The board passed a resolution on Tuesday that recognizes 15 new sites including Dak Nong Geopark, located in the namesake province in Vietnam’s Central Highlands, as new global geoparks in 2020.

The UN agency also approved the extension of an existing global geopark, Kula- Salihli in Turkey.

With this year’s additions, the number of sites in the Global UNESCO Geoparks Network is brought to 161 in 44 countries.

The decision is a meaningful fruit borne from the Dak Nong authorities’ efforts toward the designation over the last five years.

The province has developed its geopark with the goal of becoming a UNESCO global geopark since 2014, when Japanese scientists discovered the local Krong No volcanic cave system.

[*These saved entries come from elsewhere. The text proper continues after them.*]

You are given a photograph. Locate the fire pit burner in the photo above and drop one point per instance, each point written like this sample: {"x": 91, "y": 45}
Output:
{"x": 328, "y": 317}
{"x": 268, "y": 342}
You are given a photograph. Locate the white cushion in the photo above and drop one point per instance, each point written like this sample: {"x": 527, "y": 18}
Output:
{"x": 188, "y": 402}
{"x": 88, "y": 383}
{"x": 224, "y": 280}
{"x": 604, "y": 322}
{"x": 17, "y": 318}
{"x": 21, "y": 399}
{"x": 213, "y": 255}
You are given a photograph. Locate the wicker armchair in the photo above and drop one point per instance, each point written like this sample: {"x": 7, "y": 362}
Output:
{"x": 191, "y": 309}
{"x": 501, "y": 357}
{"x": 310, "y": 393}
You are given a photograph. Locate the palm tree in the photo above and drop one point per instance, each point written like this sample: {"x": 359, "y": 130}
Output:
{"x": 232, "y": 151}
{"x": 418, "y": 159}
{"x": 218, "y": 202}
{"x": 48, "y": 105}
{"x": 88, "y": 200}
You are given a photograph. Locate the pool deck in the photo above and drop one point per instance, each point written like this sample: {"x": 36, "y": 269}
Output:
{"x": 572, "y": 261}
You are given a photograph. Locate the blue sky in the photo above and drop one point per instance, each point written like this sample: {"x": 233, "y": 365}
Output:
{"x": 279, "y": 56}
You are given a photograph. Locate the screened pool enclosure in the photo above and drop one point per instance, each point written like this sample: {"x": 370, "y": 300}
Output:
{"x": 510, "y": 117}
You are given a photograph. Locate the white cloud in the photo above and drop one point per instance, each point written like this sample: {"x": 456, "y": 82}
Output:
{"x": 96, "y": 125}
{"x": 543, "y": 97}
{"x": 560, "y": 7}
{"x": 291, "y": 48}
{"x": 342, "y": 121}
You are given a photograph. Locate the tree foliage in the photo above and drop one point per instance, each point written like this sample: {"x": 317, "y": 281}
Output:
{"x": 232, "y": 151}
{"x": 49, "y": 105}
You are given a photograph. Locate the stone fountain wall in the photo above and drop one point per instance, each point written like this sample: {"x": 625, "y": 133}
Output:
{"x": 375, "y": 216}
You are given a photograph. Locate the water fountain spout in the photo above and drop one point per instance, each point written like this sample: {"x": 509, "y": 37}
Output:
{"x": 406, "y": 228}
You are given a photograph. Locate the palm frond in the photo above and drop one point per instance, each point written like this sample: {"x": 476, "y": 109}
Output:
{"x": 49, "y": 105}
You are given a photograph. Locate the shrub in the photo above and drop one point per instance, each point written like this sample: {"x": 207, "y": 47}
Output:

In December 2015, the People’s Committee of Dak Nong Province issued a decision to establish the Dak Nong Geopark covering more than 4,700 kilometers and consisting of the provincial capital city of Gia Nghia and five districts — Krong No, Cu Jut, Dak Mik, Dak Song, and Dak Glong.

Provincial authorities launched a consultation process with experts in July 2018 to evaluate the holistic potential of Dak Nong Geopark based on UNESCO standards.

Upon receiving positive feedback, Dak Nong officially applied to become a member of the UNESCO Global Geoparks Network.  

Before Dak Nong Geopark, two other Vietnamese parks were designated as UNESCO global geoparks including Dong Van karst plateau in the northern province of Ha Giang in 2010 and Non nuoc Cao Bang in the northern province of Cao Bang in 2018, according to the UNESCO’s official website.

The UNESCO and the Global Geoparks Network will co-organize a digital event via the GoToMeeting app to celebrate the designation of the new global geoparks at 10:00 pm Vietnam time next Thursday, July 16.

In Vietnam, a virtual ceremony announcing the designation will be held at 8:00 pm between July 13 and 15 from the information center of Dak Nong Geopark.